Vraagt u om bevestiging voordat u het cmdlet uitvoert.

Type: SwitchParameter
Aliassen: cf
Positie: Naam
Voorkeurwaarde: False
Accept pipeline input: False
Accept wildcard characters: False
-Exclude

Verwijdert de gespecificeerde items. De waarde van deze parameter kwalificeert de parameter Pad. Voer een path-element of -patroon in, zoals *.txt. Jokertekens zijn toegestaan.

Type: String
Position: Named
Default value: None
Accepteer invoer via pijplijn: False
Accept wildcard characters: True
-Filter

Specifieert een filter in het formaat of de taal van de provider. De waarde van deze parameter kwalificeert de parameterPath. De syntaxis van het filter, inclusief het gebruik van jokertekens, hangt af van de provider. Filters zijn efficiënter dan andere parameters, omdat de provider ze toepast bij het ophalen van de objecten, in plaats van dat PowerShell de objecten filtert nadat ze zijn opgehaald.

Type: String
Position: Naam
Standaardwaarde: Neen
Accepteer pijplijninvoer: False
Accept wildcard characters: True
-Include

Verandert alleen de gespecificeerde items. De waarde van deze parameter kwalificeert de parameter Pad. Voer een padelement of -patroon in, zoals *.txt. Jokertekens zijn toegestaan.

Type: String
Positie: Naam
Voorkeurwaarde: None
Accepteer invoer via pijplijn: False
Accept wildcard characters: True
-InputObject

Verandert de beveiligingsdescriptor van het gespecificeerde object. Geef een variabele op die het object bevat of een commando dat het object krijgt.
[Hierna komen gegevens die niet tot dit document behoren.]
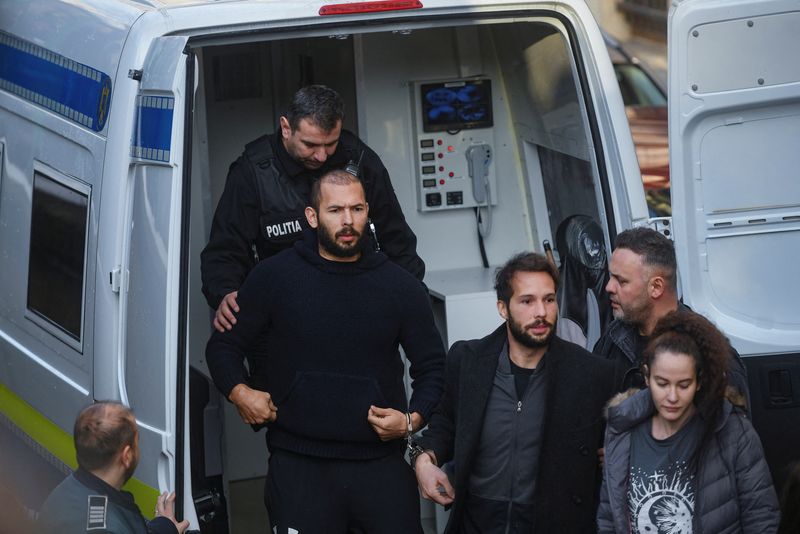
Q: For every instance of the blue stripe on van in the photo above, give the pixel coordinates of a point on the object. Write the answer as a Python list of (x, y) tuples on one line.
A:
[(71, 89), (152, 136)]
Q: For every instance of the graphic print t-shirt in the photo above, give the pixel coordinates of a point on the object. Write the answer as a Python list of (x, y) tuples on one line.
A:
[(661, 488)]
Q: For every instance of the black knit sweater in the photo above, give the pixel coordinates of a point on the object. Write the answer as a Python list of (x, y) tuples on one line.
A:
[(331, 332)]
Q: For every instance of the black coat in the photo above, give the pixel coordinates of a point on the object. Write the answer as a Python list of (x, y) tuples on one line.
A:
[(578, 386), (261, 211), (733, 488)]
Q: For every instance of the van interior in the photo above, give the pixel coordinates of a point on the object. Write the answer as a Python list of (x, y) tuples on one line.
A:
[(421, 95)]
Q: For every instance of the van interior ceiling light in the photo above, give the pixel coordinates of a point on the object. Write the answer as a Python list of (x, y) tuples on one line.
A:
[(369, 7)]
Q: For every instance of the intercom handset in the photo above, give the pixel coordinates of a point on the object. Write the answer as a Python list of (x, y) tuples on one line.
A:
[(453, 144), (479, 157)]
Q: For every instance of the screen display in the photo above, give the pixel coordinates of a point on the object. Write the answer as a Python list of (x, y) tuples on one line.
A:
[(456, 105)]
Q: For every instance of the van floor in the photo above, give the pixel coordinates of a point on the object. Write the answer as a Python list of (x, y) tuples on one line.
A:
[(248, 513)]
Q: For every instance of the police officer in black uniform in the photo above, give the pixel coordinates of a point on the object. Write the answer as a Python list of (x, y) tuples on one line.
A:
[(91, 499), (261, 211)]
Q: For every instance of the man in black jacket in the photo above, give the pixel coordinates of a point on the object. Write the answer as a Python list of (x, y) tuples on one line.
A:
[(512, 445), (91, 499), (643, 288), (332, 313), (261, 210)]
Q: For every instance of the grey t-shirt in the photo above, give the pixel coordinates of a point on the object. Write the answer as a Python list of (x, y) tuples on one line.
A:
[(661, 488)]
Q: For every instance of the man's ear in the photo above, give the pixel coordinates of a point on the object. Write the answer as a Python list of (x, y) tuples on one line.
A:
[(656, 286), (311, 216), (286, 129), (502, 309), (127, 457)]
U kunt het object dat moet worden gewijzigd niet naar Set-Acl pijpen. Gebruik in plaats daarvan de InputObject-parameterexpliciet in de opdracht.
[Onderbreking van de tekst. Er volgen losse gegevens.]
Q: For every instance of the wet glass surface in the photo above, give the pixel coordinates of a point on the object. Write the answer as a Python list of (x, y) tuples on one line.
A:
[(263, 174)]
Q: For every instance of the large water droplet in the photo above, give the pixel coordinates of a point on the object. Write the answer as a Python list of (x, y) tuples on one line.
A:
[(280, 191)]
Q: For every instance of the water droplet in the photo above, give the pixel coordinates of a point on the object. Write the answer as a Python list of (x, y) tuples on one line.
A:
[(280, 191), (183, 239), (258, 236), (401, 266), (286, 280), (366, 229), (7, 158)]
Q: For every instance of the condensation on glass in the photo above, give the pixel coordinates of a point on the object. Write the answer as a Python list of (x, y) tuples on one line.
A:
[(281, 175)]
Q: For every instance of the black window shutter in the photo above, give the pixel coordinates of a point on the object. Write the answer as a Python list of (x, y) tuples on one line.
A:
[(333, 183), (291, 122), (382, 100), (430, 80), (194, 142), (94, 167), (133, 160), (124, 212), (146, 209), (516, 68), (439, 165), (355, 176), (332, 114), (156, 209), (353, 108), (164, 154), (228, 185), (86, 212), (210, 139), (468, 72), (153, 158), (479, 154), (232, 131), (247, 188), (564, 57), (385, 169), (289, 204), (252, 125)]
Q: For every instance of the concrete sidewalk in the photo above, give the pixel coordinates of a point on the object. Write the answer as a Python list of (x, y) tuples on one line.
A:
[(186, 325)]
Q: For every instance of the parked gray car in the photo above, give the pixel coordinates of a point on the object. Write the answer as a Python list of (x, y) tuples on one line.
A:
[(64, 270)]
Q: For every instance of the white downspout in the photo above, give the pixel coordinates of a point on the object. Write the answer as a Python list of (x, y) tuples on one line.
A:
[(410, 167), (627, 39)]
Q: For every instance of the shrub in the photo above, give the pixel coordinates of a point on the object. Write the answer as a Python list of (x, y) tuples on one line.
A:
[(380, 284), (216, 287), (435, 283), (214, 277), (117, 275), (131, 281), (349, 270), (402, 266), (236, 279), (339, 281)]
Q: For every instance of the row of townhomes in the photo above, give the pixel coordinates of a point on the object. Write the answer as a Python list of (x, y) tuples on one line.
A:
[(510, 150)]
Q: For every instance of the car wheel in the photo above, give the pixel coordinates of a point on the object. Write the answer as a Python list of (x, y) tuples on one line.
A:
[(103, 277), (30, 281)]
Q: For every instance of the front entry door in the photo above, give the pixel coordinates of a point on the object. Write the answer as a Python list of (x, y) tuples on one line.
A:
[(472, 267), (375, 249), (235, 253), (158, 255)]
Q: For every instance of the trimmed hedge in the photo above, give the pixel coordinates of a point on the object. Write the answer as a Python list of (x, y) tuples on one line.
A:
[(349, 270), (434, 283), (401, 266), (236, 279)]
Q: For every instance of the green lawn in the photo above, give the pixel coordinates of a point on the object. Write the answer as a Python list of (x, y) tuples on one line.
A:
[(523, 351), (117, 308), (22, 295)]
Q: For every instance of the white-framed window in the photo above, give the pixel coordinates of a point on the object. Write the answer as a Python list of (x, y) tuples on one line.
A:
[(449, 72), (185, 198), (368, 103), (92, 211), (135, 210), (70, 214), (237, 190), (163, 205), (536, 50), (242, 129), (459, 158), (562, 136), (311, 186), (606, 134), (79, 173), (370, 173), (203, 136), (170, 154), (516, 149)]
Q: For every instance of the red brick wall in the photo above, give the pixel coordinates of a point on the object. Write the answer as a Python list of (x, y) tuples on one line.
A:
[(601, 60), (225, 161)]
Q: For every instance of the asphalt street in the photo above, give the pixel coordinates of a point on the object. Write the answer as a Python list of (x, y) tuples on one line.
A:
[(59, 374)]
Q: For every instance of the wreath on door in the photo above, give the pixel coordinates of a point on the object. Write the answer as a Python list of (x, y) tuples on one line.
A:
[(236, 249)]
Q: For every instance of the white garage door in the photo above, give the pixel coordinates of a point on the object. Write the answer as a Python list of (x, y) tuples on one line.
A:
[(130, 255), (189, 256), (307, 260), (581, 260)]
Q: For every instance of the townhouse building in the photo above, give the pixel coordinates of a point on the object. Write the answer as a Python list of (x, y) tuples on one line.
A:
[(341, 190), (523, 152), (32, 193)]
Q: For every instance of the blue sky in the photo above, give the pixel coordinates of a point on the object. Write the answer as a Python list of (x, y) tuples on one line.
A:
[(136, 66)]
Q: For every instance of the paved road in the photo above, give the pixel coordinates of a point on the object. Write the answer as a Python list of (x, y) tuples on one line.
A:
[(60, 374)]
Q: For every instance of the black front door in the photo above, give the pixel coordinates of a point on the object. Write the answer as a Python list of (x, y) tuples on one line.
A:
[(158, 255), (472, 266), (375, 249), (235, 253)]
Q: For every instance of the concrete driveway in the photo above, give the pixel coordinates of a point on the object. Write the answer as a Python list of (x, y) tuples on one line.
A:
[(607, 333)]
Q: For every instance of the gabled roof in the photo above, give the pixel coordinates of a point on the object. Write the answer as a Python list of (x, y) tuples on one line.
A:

Deze parameter is geïntroduceerd in Windows PowerShell 3.0.

Type: PSObject
Position: 0
Default value: None
Accept pipeline input: True
Accept wildcard characters: False
-LiteralPath

Verandert de beveiligingsdescriptor van het gespecificeerde item. In tegenstelling tot Path wordt de waarde van de parameterLiteralPath precies gebruikt zoals deze is getypt. Er worden geen tekens geïnterpreteerd als jokertekens. Als het pad escape-tekens bevat, zet u het tussen enkele aanhalingstekens (').Enkele aanhalingstekens vertellen PowerShell om geen tekens te interpreteren als escape-sequenties.

Deze parameter is geïntroduceerd in Windows PowerShell 3.0.

Type: String
Aliassen: PSPath
Positie: Named
Default value: None
Accept pipeline input: True
Accept wildcard characters: False
-Passthru

Er wordt een object geretourneerd dat de beveiligingsdescriptor weergeeft die werd gewijzigd. Standaard genereert dit cmdlet geen uitvoer.

Type: SwitchParameter
Position: Named
Default value: None
Accepteer invoer via pijplijn: False
Accept wildcard characters: False
-Path

Verandert de beveiligingsdescriptor van het gespecificeerde item. Voer het pad naar een item in, zoals een pad naar een bestand of registersleutel. Wildcards zijn toegestaan.

Als u een beveiligingsobject doorgeeft aan Set-Acl (hetzij met behulp van de parameters AclObject of SecurityDescriptor of door een beveiligingsobject door te geven van Get-Acl aan Set-Acl), en u laat de parameter Path (naam en waarde) weg, dan gebruikt Set-Acl het pad dat is opgenomen in dit beveiligingsobject.

Type: String
Position: 0
Default value: None
Accept pipeline input: True
Accept wildcard characters: True
-WhatIf

Geeft aan wat er zou gebeuren als het cmdlet wordt uitgevoerd. Het cmdlet wordt niet uitgevoerd.

Type: SwitchParameter
Aliassen: wi
Positie: Naam
Voorkeurwaarde: False
Accept pipeline input: False
Accept wildcard characters: False

Inputs

System.Security.AccessControl.ObjectSecurity, System.Security.AccessControl.CommonSecurityDescriptor

U kunt een ACL object of een beveiligingsdescriptor naar Set-Acl pijpen.

Outputs

FileSecurity

Normaal genereert Set-Acl geen uitvoer. Echter, als u de Passthru parameter gebruikt, genereert het een beveiligingsobject. Het type van het beveiligingsobject is afhankelijk van het type item.

Notes

Dit cmdlet is alleen beschikbaar op Windows platforms.

Het Set-Acl cmdlet wordt ondersteund door het PowerShell bestandssysteem en de register providers. U kunt het dus gebruiken om de beveiligingsdescriptors van bestanden, directory’s en registersleutels te wijzigen.

  • Get-Acl
  • FileSystemAccessRule
  • ObjectSecurity.SetAccessRuleProtection
  • FileSystemRights

Geef een antwoord

Het e-mailadres wordt niet gepubliceerd.